In response, data points from groups A and B are not associated according to any pattern (Fig.1: a;c): body fat percentage is overall higher for Diet B, but each subject responds differently to the change in diet. In response2, body fat percentage is higher for Diet B than in is for Diet A for all subjects (Fig.1: b;d).

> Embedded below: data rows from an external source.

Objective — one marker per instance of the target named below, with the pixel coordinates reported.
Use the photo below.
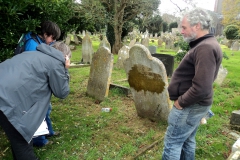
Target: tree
(118, 12)
(231, 12)
(231, 32)
(153, 25)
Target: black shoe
(54, 135)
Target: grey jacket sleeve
(59, 82)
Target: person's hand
(67, 62)
(176, 104)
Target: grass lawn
(89, 134)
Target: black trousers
(21, 150)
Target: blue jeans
(42, 140)
(179, 141)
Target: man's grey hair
(199, 15)
(61, 46)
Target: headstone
(222, 73)
(148, 83)
(100, 74)
(83, 33)
(145, 42)
(167, 60)
(87, 49)
(152, 49)
(123, 54)
(105, 43)
(68, 40)
(76, 39)
(235, 46)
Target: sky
(166, 6)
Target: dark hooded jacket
(27, 82)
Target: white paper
(42, 129)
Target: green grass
(89, 134)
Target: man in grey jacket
(191, 86)
(25, 93)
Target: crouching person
(25, 93)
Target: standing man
(25, 92)
(191, 86)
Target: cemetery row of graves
(133, 83)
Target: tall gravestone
(145, 42)
(100, 74)
(87, 49)
(132, 42)
(123, 54)
(148, 83)
(235, 46)
(152, 49)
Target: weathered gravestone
(148, 84)
(152, 49)
(100, 74)
(167, 60)
(87, 49)
(132, 42)
(145, 42)
(123, 54)
(105, 43)
(235, 46)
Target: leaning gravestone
(145, 42)
(87, 49)
(167, 60)
(100, 74)
(132, 42)
(152, 49)
(123, 54)
(148, 83)
(105, 43)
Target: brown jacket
(192, 81)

The scenario described by response2 represents a more uniform response to the change in diet: in other words, the response to the change in diet has less intra-individual variability.

If we test for differences between response and response2 in the two groups without accounting for subject identity, the t-tests give exactly the same results:

t.test(dd$response[which(dd$group=="A")],
		dd$response[which(dd$group=="B")],
		paired=F, var.equal=T
		)

	# Two Sample t-test

# data:  dd$response[which(dd$group == "A")] and dd$response[which(dd$group == "B")]
# t = -22.9, df = 198, p-value <2e-16
# alternative hypothesis: true difference in means is not equal to 0
# 95 percent confidence interval:
 # -32.549 -27.388
# sample estimates:
# mean of x mean of y 

t.test(dd$response2[which(dd$group=="A")],
		dd$response2[which(dd$group=="B")],
		paired=F, var.equal=T
		)

	# Two Sample t-test

# data:  dd$response2[which(dd$group == "A")] and dd$response2[which(dd$group == "B")]
# t = -22.9, df = 198, p-value <2e-16
# alternative hypothesis: true difference in means is not equal to 0
# 95 percent confidence interval:
 # -32.549 -27.388
# sample estimates:
# mean of x mean of y 
   # 30.403    60.371 

By running paired t-tests we account for the non-independence of the observations under Diet A and Diet B. This allows to reduce the amount of unexplained variability, thus increasing the signal-to-noise ratio:

t.test(dd$response[which(dd$group=="A")],
		dd$response[which(dd$group=="B")],
		paired=T, var.equal=T
		)
	# Paired t-test

# data:  dd$response[which(dd$group == "A")] and dd$response[which(dd$group == "B")]
# t = -22.5, df = 99, p-value <2e-16
# alternative hypothesis: true difference in means is not equal to 0
# 95 percent confidence interval:
 # -32.607 -27.331
# sample estimates:
# mean of the differences 
                # -29.969 

t.test(dd$response2[which(dd$group=="A")],
		dd$response2[which(dd$group=="B")],
		paired=T, var.equal=T
		)
	# Paired t-test

# data:  dd$response2[which(dd$group == "A")] and dd$response2[which(dd$group == "B")]
# t = -177, df = 99, p-value <2e-16
# alternative hypothesis: true difference in means is not equal to 0
# 95 percent confidence interval:
 # -30.305 -29.632
# sample estimates:
# mean of the differences 
                # -29.969 

The t-value measures the size of the difference between two groups relative to the variability in the data. The closer the value of t is to zero, the more likely it is that the two groups are not significantly different. Note how the module of the t-value is higher in the latter case.